糖尿病是未接受透析的肾衰竭患者贫血严重程度的一个风险因素。本研究的目的是评估慢性血液透析(CHD)的糖尿病患者和非糖尿病患者对促红细胞生成素(EPO)的血红蛋白(Hb)反应差异。64例接受CHD的患者纳入研究:24例2型糖尿病患者(平均年龄59±11岁;10例男性,14例女性)和40例非糖尿病患者(年龄53±14岁;21例男性,19例女性)。所有患者每周接受固定剂量的50mg蔗糖铁和EPO,根据个体情况调整剂量以达到目标Hb水平12g/dl。每两个月测量Hb水平、铁蛋白、转铁蛋白饱和度(TSAT)、EPO需求量(IU/kg/周)、叶酸、维生素B12和C反应蛋白(CRP)。
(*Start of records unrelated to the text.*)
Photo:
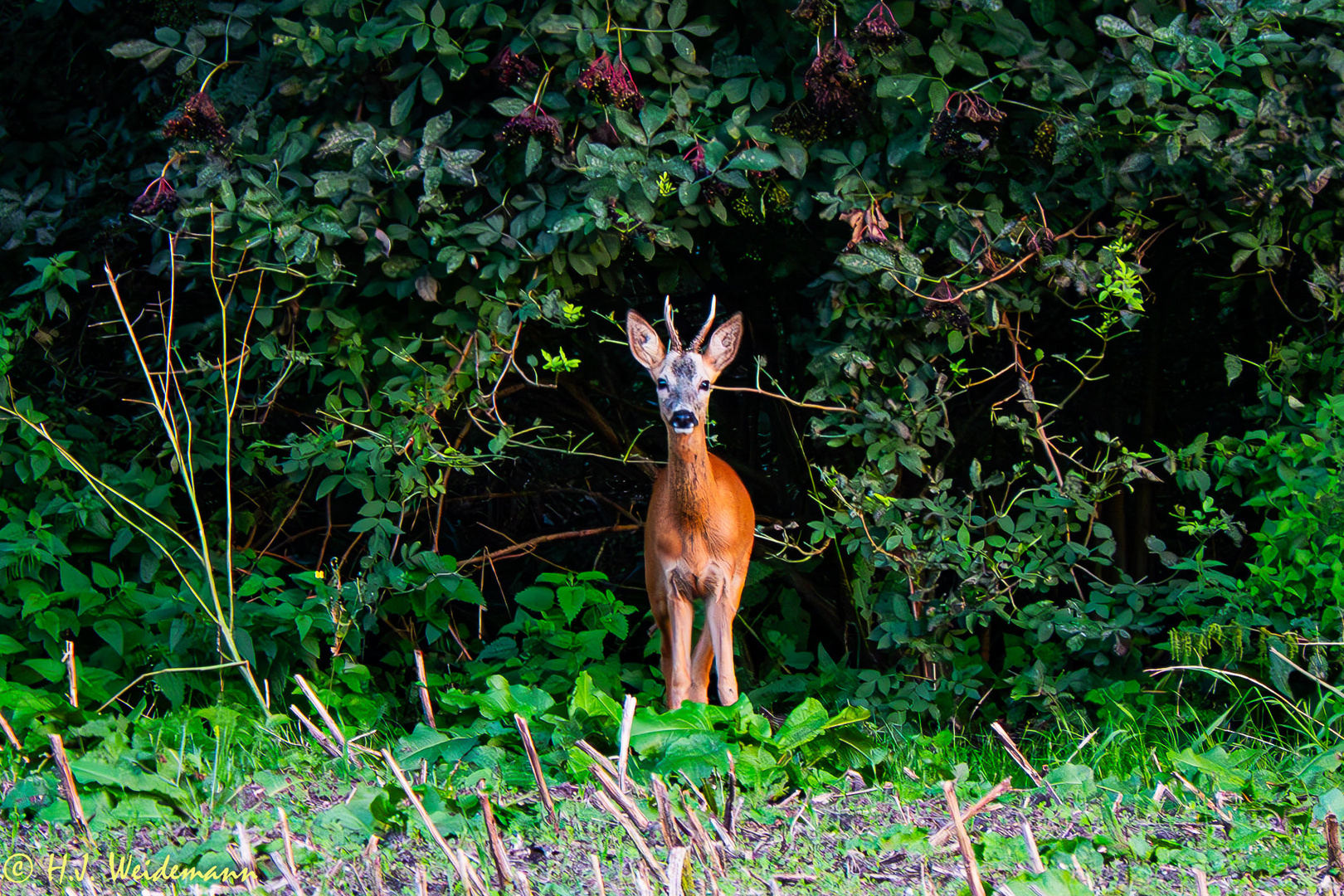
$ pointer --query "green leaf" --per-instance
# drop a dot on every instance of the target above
(760, 95)
(531, 156)
(110, 631)
(431, 86)
(683, 46)
(402, 105)
(537, 598)
(806, 720)
(436, 128)
(1114, 27)
(134, 49)
(942, 58)
(793, 155)
(756, 158)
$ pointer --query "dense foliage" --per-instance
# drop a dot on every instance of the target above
(1054, 292)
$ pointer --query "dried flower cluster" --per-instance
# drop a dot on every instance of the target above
(947, 303)
(836, 95)
(801, 123)
(158, 197)
(509, 67)
(967, 127)
(533, 121)
(869, 226)
(1043, 143)
(1043, 241)
(879, 30)
(197, 121)
(835, 86)
(611, 84)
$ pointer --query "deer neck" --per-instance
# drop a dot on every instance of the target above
(689, 481)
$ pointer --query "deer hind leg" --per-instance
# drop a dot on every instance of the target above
(721, 609)
(676, 640)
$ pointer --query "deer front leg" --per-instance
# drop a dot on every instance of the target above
(676, 640)
(721, 609)
(702, 661)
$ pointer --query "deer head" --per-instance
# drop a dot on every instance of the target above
(683, 377)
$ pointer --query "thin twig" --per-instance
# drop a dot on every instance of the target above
(524, 547)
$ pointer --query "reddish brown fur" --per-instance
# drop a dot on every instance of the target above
(700, 523)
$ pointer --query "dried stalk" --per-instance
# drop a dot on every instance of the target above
(945, 833)
(503, 867)
(640, 844)
(67, 785)
(624, 755)
(1022, 761)
(535, 762)
(968, 853)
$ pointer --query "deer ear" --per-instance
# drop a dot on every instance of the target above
(723, 344)
(644, 343)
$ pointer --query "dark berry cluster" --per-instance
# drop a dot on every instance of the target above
(605, 134)
(611, 84)
(695, 158)
(197, 121)
(945, 303)
(158, 197)
(879, 30)
(509, 67)
(815, 14)
(533, 121)
(967, 127)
此外,评估六个月观察期内传染病的发生率,并对两组CRP和EPO需求量进行单变量相关性分析。有糖尿病和无糖尿病的患者各分为两组:CRP正常组和CRP升高组。比较这些组的EPO需求量。在相同的铁替代情况下,非糖尿病患者的平均Hb水平升高幅度更大,但无显著差异,高于糖尿病患者。6个月后,平均Hb水平分别为12.1±1.2和11.5±1.2g/dl(无显著性差异),尽管糖尿病患者的实际EPO需求量高于非糖尿病患者(244±122与183±118IU/kg/周;p<0.05)。6个月后糖尿病患者的CRP显著高于非糖尿病患者(2.6±2.2与1.5±1.3mg/dl;p<0.05),传染病发生率(n/患者/月)也是如此(0.24与0.08;p<0.05)。CRP与EPO需求量之间的相关系数在糖尿病患者(r=0.547,p<0.01)和非糖尿病患者(r=0.577;p<0.001)中均具有统计学意义。两组的所有其他实验室指标相似。CRP正常的糖尿病患者(n=6)6个月后达到的Hb水平与CRP正常的非糖尿病患者(n=10)相似(11.9±1.1与12.1±1.2%),所需EPO相当。我们得出结论,CHD糖尿病患者对EPO的Hb反应降低。这些患者EPO需求量升高可能是由于传染病患病率更高,其特征是CRP水平显著更高。可以排除EPO需求量升高的其他原因。